Senate Majority Conference Leader John Sampson, D-Brooklyn, suggested that the state could generate $500 million by refunding its $4.55 billion of bonds backed by the national tobacco settlement, but Paterson said the idea was a “non-starter” and that it wouldn’t generate that kind of savings.
Paterson has sounded the alarm over threats to the state’s ratings for much of the year, but they have remained stable.
Standard & Poor’s rates New York’s general obligation debt AA with a stable outlook and its personal income tax credit AAA.
“The reason why the rating is AA and stable is because they’ve been actively managing the budget shortfalls throughout this recessionary period,” said analyst Robin Prunty.
Fitch Ratings rates the state’s GO and PIT credit AA-minus. Moody’s Investors Service rates the state Aa3 and does not rate recent PIT issues.

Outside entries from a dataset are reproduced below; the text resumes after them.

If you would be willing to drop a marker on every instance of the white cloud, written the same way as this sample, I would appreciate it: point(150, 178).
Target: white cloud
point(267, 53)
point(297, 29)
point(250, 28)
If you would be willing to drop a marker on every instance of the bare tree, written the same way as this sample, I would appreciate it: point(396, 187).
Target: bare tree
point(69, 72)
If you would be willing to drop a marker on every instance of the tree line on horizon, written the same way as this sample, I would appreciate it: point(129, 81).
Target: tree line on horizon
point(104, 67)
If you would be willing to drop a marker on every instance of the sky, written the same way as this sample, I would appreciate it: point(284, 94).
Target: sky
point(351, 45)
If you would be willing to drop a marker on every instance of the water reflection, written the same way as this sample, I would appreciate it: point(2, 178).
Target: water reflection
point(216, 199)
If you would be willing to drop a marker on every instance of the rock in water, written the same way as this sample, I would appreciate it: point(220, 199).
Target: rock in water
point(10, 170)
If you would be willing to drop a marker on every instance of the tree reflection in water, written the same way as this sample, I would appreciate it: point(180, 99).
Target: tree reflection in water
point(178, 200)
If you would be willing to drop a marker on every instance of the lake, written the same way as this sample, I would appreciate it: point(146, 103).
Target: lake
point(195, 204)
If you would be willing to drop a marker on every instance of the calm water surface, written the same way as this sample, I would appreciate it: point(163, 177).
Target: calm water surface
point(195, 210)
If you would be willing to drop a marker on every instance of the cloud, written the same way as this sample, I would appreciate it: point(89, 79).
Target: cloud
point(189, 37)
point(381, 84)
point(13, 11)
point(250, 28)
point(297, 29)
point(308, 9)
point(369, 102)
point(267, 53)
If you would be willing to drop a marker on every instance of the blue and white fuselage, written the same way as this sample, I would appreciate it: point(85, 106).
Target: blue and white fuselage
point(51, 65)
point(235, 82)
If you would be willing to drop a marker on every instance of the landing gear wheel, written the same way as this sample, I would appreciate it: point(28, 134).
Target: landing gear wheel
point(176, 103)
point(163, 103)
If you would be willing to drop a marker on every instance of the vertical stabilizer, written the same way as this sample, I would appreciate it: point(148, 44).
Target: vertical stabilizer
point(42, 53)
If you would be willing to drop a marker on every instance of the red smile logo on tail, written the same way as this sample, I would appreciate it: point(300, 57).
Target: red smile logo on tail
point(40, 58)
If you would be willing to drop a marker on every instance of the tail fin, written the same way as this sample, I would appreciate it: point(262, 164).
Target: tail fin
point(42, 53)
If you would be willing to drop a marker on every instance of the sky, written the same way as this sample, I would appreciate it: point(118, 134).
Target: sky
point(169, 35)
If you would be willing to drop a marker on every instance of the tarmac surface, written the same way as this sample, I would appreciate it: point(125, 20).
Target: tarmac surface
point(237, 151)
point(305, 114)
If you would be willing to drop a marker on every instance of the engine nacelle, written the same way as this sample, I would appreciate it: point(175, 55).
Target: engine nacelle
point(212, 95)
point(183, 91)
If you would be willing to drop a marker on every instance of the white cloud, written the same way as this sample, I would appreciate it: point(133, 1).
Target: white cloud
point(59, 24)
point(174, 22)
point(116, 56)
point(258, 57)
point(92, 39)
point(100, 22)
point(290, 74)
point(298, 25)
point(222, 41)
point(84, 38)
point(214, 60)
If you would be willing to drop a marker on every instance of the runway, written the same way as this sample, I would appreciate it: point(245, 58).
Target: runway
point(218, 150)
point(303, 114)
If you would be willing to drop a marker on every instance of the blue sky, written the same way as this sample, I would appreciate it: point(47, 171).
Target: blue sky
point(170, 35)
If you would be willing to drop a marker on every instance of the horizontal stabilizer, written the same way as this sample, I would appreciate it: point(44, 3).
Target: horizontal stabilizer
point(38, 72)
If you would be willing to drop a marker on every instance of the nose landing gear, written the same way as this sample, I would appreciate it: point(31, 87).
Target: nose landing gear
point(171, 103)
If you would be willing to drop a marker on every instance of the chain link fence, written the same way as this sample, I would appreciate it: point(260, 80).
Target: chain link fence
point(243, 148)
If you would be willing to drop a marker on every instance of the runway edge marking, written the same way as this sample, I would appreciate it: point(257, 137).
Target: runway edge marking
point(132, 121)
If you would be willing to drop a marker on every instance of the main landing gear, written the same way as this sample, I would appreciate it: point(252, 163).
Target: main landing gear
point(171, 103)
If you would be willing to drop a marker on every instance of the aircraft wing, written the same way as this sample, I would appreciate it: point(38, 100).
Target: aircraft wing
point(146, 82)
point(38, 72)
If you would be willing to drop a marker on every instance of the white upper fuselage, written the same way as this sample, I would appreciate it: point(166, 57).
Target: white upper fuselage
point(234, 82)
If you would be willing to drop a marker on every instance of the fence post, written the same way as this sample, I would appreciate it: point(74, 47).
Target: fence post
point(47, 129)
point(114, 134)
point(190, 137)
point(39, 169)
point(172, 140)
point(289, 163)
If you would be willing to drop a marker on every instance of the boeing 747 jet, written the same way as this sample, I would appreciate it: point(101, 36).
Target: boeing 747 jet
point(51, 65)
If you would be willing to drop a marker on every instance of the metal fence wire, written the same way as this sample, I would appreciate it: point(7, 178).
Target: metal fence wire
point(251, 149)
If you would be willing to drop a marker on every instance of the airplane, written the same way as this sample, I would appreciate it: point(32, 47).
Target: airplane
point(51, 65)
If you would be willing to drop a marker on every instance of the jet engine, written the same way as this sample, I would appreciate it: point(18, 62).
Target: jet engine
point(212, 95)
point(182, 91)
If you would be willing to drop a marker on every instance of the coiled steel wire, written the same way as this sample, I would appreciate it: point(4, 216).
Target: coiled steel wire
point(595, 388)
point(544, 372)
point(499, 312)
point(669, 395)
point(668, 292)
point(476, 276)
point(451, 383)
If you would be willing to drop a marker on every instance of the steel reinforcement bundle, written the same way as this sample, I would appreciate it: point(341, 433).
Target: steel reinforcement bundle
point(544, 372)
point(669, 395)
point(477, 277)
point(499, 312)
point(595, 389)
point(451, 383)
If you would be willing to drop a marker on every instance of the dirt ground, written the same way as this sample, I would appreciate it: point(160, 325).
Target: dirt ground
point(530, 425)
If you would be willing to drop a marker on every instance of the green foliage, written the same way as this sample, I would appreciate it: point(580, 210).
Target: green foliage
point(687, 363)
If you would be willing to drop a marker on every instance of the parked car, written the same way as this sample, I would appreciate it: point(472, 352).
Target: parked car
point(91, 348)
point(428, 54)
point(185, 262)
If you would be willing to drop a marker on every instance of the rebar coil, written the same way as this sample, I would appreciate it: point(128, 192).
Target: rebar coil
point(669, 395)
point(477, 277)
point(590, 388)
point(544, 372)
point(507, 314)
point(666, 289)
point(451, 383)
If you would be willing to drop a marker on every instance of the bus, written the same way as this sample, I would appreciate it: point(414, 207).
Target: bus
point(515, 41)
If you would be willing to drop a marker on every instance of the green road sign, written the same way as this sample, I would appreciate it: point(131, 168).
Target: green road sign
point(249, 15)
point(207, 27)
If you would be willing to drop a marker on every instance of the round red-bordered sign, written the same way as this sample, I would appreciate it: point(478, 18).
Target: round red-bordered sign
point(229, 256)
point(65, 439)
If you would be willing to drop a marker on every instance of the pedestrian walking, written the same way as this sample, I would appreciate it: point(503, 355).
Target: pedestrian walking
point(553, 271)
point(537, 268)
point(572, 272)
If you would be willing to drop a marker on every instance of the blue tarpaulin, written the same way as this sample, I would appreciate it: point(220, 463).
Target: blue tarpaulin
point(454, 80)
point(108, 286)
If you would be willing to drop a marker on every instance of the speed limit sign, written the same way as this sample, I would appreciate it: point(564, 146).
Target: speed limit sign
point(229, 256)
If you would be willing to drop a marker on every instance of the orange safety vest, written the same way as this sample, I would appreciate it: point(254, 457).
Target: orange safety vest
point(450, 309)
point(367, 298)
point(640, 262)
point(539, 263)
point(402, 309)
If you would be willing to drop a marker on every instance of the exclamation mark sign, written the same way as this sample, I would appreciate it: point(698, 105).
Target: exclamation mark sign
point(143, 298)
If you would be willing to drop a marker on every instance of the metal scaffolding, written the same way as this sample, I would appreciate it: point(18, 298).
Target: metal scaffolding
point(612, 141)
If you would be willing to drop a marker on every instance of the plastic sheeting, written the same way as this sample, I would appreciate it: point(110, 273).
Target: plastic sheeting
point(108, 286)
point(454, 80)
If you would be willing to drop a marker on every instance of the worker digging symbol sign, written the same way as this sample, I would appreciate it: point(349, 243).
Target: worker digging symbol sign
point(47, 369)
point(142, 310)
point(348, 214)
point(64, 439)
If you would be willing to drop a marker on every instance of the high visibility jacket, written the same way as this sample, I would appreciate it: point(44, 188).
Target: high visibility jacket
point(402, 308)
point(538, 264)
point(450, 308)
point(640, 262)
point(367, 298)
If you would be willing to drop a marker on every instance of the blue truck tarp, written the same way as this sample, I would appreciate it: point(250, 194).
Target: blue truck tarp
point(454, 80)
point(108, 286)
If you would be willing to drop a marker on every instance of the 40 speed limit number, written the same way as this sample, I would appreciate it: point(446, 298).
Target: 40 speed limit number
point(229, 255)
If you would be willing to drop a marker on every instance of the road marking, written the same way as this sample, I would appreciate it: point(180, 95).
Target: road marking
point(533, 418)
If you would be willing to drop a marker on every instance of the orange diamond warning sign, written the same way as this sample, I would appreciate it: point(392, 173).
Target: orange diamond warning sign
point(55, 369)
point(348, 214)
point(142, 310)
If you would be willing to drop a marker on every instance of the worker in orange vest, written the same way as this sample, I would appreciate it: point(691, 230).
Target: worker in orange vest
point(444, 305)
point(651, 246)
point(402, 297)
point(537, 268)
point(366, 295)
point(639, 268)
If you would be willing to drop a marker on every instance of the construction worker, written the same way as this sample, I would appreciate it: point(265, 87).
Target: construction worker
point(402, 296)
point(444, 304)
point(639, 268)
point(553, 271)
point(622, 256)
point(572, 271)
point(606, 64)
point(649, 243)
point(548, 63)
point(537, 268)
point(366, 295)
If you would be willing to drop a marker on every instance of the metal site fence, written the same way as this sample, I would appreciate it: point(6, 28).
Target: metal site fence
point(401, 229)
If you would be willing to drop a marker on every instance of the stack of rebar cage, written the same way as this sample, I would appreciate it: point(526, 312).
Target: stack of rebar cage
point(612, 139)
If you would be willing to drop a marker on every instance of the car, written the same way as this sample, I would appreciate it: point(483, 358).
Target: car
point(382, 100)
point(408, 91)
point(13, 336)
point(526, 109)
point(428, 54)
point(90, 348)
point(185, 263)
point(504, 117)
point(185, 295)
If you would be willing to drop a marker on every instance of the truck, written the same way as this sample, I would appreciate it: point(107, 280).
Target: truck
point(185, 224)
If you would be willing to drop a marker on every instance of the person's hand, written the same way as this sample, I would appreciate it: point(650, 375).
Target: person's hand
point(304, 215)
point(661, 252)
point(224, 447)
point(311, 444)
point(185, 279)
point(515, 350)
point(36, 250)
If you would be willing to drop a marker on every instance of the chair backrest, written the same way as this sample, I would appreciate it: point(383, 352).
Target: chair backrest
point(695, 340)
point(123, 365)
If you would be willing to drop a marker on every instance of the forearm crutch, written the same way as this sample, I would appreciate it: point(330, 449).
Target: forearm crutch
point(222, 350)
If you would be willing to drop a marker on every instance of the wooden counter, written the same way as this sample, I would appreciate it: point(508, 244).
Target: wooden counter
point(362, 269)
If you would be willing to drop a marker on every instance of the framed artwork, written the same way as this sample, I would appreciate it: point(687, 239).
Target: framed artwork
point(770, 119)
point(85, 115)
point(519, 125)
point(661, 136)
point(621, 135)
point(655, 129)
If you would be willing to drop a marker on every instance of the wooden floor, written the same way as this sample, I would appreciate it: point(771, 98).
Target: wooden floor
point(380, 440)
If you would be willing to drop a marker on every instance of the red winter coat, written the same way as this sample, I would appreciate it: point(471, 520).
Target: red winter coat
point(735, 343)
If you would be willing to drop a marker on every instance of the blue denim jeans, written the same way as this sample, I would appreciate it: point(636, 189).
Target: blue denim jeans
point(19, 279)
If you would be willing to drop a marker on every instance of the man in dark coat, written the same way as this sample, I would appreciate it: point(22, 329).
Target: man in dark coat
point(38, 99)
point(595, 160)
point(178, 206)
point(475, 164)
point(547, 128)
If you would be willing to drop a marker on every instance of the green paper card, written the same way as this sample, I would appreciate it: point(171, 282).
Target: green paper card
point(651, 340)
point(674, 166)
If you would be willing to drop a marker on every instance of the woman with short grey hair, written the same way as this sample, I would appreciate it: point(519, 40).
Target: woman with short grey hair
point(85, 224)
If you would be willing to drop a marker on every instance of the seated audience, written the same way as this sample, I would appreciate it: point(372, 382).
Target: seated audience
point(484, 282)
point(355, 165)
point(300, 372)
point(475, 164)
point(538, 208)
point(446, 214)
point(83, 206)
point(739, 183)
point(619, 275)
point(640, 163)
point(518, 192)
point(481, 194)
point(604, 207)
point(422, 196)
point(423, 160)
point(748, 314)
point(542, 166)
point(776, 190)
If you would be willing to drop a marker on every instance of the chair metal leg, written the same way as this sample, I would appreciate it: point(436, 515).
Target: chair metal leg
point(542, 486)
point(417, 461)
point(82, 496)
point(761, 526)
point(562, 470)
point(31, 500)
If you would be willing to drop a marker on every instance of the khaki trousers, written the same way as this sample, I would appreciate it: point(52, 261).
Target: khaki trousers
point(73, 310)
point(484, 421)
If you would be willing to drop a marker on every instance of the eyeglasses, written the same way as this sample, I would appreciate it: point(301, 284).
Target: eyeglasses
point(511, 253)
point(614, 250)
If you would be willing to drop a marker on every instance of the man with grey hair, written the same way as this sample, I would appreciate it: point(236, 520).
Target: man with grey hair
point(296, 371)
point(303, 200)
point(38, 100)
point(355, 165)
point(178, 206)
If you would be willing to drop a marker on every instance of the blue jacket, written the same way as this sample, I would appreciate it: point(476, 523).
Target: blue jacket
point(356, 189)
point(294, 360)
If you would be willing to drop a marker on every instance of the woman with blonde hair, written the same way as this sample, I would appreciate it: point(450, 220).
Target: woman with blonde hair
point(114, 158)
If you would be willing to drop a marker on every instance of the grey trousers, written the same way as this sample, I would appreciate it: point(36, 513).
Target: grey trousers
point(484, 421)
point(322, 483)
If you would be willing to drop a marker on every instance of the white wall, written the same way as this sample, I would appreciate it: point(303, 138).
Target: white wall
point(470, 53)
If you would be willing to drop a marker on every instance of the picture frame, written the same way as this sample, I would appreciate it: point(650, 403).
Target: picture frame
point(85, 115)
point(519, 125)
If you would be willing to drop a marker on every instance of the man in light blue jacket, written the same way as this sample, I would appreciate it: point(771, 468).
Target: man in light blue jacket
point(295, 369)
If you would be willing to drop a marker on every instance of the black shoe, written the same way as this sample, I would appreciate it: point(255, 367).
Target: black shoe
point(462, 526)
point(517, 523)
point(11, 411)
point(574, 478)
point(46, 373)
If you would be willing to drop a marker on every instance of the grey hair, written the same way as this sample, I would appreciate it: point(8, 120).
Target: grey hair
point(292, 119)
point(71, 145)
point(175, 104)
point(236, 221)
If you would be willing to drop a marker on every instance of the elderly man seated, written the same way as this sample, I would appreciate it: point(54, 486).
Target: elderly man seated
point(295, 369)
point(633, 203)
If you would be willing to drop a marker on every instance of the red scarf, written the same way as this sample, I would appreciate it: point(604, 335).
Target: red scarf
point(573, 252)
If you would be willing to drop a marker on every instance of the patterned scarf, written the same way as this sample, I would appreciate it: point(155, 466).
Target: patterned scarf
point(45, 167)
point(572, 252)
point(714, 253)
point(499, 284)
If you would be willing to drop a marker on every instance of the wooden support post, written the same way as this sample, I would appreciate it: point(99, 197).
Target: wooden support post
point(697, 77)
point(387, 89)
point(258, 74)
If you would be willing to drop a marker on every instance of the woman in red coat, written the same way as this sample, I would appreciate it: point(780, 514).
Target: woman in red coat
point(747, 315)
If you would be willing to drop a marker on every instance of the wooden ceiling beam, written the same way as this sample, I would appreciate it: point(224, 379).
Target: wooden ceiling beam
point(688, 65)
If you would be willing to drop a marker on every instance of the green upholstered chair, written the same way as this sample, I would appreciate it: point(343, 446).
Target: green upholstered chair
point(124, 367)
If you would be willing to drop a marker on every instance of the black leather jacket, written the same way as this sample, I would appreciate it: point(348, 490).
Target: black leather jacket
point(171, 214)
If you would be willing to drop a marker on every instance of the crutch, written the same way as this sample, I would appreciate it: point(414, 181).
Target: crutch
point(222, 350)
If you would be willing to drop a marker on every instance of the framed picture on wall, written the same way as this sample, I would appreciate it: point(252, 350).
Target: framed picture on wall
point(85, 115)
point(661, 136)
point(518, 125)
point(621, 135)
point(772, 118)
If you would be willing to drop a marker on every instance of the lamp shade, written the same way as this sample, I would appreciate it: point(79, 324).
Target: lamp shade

Falling revenues, primarily from the personal income taxes, have created the current-year gap. The state is heavily dependent on Wall Street, from which it gets 20% of its tax revenue. Wall Street bonuses fell to $18.4 billion in 2008 from $32.9 billion in 2007, according to the state comptroller’s office.
Bonuses at financial services firms are expected to be up 35% to 40% in 2009, according to Alan Johnson, managing director of Johnson Associates Inc., a compensation consulting firm. While good news for the state, the increases are coming from a base that fell sharply last year, and compensation isn’t all in cash.
“Due to practices and mandates of regulators, more of this compensation is being deferred,” Johnson said. “So from a state tax perspective, you don’t get that tax money — not this year, but probably years in the future.”